An ongoing project that is being spearheaded by the Malta Football Association brings Maltese and migrants together on the pitch for the first time. Project co-ordinator Peter Busuttil tells Ramona Depares that it’s all about creating a community.
It’s Wednesday evening and the Mqabba football ground is a hive of activity. Some youngsters are warming up quietly in a corner; others are practising their dribbling skills, passing the ball to their peers, giggling and trying to make sure that the ‘rivals’ don’t get their hands – well, feet – on it.
Mqabba FC coach Michael Degiorgio shouts out some instructions, and the whole group moves towards the centre of the ground as one. Some parents look on, quietly sipping a coffee or chattering among them.
So far, so mundane, you might say. Only, it’s not, because the Mqabba football club is one of a number of local clubs that opted to be part of a community inclusion programme that was recently launched nationwide by the Malta Football Association (MFA) – which means that a number of migrant children, teens and (in some cases) even adults get to join their Maltese counterparts on the pitch.

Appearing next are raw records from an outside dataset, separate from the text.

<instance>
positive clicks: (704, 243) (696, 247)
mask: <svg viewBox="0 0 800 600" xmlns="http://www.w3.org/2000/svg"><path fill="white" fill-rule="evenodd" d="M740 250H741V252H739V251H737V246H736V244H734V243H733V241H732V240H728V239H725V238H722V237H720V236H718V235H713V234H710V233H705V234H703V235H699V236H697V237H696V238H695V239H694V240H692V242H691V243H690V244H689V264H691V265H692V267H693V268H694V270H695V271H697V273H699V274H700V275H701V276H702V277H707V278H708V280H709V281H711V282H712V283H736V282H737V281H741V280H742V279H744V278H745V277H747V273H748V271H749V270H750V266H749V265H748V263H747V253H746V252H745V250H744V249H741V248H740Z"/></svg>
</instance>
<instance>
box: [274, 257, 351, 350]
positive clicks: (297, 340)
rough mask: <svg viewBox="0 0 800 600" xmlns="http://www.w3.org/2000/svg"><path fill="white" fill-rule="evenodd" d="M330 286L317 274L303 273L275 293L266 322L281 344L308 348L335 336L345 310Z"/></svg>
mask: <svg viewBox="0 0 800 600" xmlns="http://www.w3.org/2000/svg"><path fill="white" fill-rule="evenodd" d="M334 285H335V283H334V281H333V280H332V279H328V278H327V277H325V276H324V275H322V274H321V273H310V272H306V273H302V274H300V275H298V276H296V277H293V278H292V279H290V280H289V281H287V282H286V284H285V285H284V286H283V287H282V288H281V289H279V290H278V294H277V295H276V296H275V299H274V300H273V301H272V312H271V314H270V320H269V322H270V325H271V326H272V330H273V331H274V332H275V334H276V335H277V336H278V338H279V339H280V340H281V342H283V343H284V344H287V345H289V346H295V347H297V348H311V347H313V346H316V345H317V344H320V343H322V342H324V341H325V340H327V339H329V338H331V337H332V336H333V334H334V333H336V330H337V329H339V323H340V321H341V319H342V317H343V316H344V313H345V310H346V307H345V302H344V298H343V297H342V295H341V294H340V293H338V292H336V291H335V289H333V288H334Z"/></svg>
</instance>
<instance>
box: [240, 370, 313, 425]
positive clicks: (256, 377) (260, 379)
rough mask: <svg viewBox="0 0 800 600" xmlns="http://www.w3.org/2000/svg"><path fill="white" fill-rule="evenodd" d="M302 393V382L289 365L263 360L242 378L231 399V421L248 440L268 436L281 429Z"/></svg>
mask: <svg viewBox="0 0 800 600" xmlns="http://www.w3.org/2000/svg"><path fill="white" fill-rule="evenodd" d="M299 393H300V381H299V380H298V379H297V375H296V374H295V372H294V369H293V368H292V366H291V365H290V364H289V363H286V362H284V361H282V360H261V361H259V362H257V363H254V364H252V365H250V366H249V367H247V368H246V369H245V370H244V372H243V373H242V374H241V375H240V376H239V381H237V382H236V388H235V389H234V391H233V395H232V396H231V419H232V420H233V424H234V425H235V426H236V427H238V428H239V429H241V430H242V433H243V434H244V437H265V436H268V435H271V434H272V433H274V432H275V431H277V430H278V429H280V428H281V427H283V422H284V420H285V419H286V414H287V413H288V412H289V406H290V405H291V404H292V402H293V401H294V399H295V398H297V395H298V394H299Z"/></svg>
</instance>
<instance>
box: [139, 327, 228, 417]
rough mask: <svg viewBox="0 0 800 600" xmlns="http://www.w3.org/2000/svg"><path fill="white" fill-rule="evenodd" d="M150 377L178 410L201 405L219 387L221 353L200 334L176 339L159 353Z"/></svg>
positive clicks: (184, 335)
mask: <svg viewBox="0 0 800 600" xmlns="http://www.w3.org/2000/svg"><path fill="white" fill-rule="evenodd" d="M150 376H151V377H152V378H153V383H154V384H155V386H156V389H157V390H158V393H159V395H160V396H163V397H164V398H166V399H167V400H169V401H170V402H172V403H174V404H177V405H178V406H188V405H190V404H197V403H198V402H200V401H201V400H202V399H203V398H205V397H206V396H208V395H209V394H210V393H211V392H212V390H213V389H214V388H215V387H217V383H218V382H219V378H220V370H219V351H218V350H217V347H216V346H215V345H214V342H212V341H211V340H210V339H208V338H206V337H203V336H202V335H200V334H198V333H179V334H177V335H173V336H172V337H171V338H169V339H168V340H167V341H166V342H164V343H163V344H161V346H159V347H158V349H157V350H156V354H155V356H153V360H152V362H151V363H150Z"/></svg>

The ratio, today, is a nice mix between Maltese teenagers and some 20 Syrian migrants who come from nearby BirŻebbuġa. Of course, in an ideal world, this sort of inclusion would be par for the course.
But, for now, full inclusion and diversity is still a goal that the majority of the Maltese population is still working towards – and this programme promises to be one of a number of such initiatives that are already making a difference.

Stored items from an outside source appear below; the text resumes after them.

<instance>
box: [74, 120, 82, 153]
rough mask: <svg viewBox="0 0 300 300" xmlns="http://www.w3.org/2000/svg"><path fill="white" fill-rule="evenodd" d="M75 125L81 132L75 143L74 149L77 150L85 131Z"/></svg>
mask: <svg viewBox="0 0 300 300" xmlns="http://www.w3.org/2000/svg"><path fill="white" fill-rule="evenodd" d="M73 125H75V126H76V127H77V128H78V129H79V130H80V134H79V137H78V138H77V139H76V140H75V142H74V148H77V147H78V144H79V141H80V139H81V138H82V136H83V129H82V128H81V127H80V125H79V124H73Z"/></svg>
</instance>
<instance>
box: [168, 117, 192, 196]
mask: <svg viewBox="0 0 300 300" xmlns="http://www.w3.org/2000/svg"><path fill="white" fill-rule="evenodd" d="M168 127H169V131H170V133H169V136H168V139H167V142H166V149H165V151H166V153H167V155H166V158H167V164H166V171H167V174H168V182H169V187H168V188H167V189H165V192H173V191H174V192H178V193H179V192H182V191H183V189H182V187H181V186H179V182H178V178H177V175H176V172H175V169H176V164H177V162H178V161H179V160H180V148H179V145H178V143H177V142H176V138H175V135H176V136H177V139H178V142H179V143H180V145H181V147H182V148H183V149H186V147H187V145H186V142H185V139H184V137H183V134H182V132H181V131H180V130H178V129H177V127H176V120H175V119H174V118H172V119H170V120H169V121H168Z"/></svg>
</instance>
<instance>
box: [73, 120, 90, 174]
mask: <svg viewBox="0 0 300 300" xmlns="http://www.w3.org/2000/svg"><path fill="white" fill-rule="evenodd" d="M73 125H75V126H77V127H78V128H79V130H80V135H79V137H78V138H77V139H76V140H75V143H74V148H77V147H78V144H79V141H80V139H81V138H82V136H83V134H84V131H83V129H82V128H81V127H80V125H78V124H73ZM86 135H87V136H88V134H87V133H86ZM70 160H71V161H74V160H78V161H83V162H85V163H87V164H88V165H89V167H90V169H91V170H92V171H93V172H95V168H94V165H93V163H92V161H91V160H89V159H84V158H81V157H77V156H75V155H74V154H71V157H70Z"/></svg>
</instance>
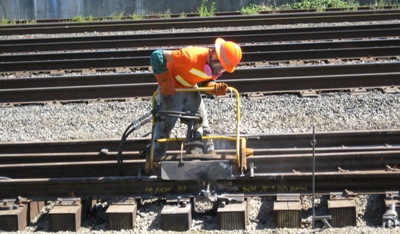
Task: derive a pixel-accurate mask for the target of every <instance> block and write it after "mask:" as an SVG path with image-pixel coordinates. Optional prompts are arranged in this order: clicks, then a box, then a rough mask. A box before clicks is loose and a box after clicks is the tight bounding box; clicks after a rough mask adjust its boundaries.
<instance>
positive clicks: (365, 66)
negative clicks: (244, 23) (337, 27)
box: [0, 62, 400, 105]
mask: <svg viewBox="0 0 400 234" xmlns="http://www.w3.org/2000/svg"><path fill="white" fill-rule="evenodd" d="M399 69H400V66H399V62H391V63H373V62H371V63H363V64H342V65H318V66H292V67H257V68H243V69H237V70H236V72H235V73H234V74H230V75H229V77H228V76H226V77H224V78H223V79H221V82H228V83H229V84H230V85H231V86H233V87H236V88H237V89H238V90H240V92H241V93H244V94H245V95H246V93H261V94H264V93H285V92H286V93H287V92H296V93H300V92H303V91H307V92H308V91H315V92H320V91H327V90H352V89H356V90H357V89H359V88H360V87H362V88H366V89H367V88H368V89H374V88H379V89H382V90H384V91H385V92H398V86H399V85H400V84H399V79H398V76H399V74H400V70H399ZM250 81H251V82H250ZM0 84H1V87H2V89H0V102H1V103H3V104H4V105H8V104H16V105H18V104H21V103H45V102H52V101H58V102H70V101H84V100H97V99H99V98H100V99H121V98H124V99H129V98H135V97H150V96H152V95H153V92H154V90H156V88H157V83H156V82H155V81H154V79H153V76H152V74H151V73H150V72H147V73H130V72H128V73H125V74H124V73H121V74H118V73H116V74H102V75H85V76H81V75H80V76H51V77H40V78H19V79H1V80H0ZM249 95H250V96H251V95H252V94H249Z"/></svg>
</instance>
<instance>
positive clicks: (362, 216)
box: [0, 20, 400, 234]
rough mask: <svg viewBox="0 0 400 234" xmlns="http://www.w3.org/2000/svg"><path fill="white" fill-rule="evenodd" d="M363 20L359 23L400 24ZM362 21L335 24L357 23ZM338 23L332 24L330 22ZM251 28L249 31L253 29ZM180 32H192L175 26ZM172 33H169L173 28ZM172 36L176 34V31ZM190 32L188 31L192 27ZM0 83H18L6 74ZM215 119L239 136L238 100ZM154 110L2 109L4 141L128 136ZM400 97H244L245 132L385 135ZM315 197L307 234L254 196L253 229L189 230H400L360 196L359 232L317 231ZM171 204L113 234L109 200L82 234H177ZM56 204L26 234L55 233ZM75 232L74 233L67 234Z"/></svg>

Peter Busuttil is the project coordinator and responsible for Football Social Responsibility at the MFA. He is the driving force behind the project, which is titled Include Me and I will Understand; he tells me it was launched last year and is being co-funded by the MFA and the EU, with some additional funding last year coming through the Uefa Football and Refugees Grant. The project funding has been renewed through 2019.

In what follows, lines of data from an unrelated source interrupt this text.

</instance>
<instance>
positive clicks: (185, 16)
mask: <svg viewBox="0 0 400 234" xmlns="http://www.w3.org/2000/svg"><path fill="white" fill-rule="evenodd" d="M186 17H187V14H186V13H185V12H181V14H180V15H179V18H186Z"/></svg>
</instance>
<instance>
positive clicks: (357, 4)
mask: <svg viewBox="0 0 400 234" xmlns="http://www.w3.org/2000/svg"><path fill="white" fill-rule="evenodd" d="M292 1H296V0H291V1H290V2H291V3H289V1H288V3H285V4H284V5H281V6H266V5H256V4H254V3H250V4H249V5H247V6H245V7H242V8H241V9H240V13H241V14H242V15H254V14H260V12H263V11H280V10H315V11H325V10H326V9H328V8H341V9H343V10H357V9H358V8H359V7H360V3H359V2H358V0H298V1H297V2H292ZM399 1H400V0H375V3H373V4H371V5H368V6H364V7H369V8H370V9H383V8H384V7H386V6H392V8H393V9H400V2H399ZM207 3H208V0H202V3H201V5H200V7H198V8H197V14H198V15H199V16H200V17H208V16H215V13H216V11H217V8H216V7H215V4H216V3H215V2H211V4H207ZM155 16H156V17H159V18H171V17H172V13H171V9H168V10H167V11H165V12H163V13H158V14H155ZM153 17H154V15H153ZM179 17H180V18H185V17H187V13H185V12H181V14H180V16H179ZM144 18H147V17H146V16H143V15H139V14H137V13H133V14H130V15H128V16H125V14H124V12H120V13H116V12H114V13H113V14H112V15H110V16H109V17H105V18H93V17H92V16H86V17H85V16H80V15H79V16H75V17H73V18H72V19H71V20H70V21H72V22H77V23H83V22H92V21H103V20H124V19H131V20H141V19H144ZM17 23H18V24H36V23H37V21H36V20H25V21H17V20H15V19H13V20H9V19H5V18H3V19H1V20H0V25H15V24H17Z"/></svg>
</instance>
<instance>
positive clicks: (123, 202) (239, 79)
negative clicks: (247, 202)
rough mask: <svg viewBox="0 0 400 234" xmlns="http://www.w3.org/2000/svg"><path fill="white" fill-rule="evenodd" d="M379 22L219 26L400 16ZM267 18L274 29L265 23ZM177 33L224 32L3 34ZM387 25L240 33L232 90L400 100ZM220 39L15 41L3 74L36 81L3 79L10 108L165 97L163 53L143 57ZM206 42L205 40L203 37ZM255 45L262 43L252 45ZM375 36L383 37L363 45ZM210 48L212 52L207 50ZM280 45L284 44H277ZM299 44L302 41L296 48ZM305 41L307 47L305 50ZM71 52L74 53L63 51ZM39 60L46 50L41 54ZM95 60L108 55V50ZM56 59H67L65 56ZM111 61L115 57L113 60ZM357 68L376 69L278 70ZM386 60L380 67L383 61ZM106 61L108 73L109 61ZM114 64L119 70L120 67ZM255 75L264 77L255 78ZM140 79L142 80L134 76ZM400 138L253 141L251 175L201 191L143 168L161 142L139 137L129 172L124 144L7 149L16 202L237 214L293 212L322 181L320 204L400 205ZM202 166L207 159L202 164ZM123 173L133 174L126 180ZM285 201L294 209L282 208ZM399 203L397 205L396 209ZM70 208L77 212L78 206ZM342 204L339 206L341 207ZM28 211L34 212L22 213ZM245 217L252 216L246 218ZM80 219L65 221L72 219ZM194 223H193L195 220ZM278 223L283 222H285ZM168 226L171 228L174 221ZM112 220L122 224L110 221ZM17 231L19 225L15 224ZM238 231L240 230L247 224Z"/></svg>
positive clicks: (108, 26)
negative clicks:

The project, he adds, helps both Maltese and migrants, as the MFA is working hand in hand with local agencies like Leap and Appoġġ to attract the participation of Maltese. To date, Include Me and I Will Understand has attracted some 300 participants.
“The aim is not simply that of engaging migrants and Maltese who are in a vulnerable situation in social activities and sports, but also to include them within the community. The priority is to enable an environment where they can train and play football together. As part of the project, we also offer language lessons,” he says.
To date, the project has attracted some 300 participants
A nationwide call was issued to football clubs, and a healthy number showed interest in participating.
“Football is a very social activity, because it’s not just about the game. So many people are involved, from coaches to referees, to parents, teachers, volunteers...” Mr Busuttil says.
Training typically brings with it a host of other social events, from picnics to that most famed of all Maltese activities – just hanging out together, having a natter.
“We are very pleased with the way the programme is working because inclusion is taking place organically. It is heart-warming,” Mr Busuttil continues.
Mr Degiorgio echoes these words. The club currently counts 20 to 25 migrants who are taking part in the programme, with ages ranging between seven and 17.
“Each one of them trains with their relevant age group and there is a very encouraging air of positivity on the pitch and around. Most are from Syria, and our languages are surprisingly similar, so communication has not been a problem. I was very pleased to see them being welcomed by our crowd, and inclusion seems to have happened very naturally,” Mr Degiorgio says.
The youngsters themselves have shown an encouraging eagerness to be part of the whole social scene at the club, with not even the most adverse of weather conditions stopping them from showing up for the weekly sessions.
“You can tell that they are genuinely into it. We had a couple of bad storms, and they didn’t use it as an excuse to skive off training. As it turns out, the weather was too bad to be out on the pitch anyway, but we still chilled at the club and had fun,” he says.
Now, Mr Degiorgio is working to get the under 15s and under 17s registered so that they will be able to take part in competitive leagues, together with their peers.
The programme makes it possible for participants to truly become 100 per cent part of the scene, thanks to a holistic approach that also provides ancillary needs like a full training kit and, when needed, transport to and from the clubs.
San Ġwann coach Christopher Sant attests to the efficacy of this holistic approach. His club currently includes about 11 migrant children aged between five and seven.
“We don’t just play football. We organise regular events, some of them with a cultural or heritage angle, such as outings to the valley, viewing the cart ruts and so forth,” he tells me.
The programme has been welcomed by NGOs, with ADITUS director Neil Falzon pointing out the importance of initiatives that remind us of “our shared humanity”.
“These activities highlight that we should not be talking about ‘migrants integrating in Malta’ but of ‘communities integrating with each other’. Yes, legal and institutional frameworks that establish integration as a national priority are important, but it is these sort of initiatives that offer the opportunity for human interaction outside the confines of politics.”